働く際に
誰もが働く場合、前もって取り決めておく条件がいくつかあるかと思います。わかりやすいところで言いますと、賃金の額や支払い方法、労働時間や休日、休暇や労働災害の起きた場合における補償に関する内容などです。こういった働く際の条件を労働条件といい、これらの労働条件のほとんどが労働契約の内容となります。

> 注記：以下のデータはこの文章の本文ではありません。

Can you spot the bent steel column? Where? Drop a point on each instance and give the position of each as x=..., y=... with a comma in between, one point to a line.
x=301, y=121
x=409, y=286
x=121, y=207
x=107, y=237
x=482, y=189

労働条件を決める際、基本敵意は個々の労働者と使用者が合意することで自由に決めることができることになっています。労働というものも一種の経済行為ですから、対等な意思の合致で自由に条件やその対価を決定することができるようになっているのです。法律上でも労基法の2条1項と労契法の3条1項においてきちんと労使の対等決定原則が規定されています。とはいっても、実際の労働契約の中で労働者と使用者が対等であることは稀です。労働市場において需給のバランスが崩れてしまえば、必ず対等な立場での労働条件の決定ができないという状況が生まれることになるのです。特に求人より求職者が多い場合ですと、労働者は劣悪な労働条件でも働くことを余儀なくされることが考えられます。
このような事態を防ぐため、労使間の自由な決定を原則としながらも団体交渉や労働協約といった形での労働条件の規制を行おうとしているのです。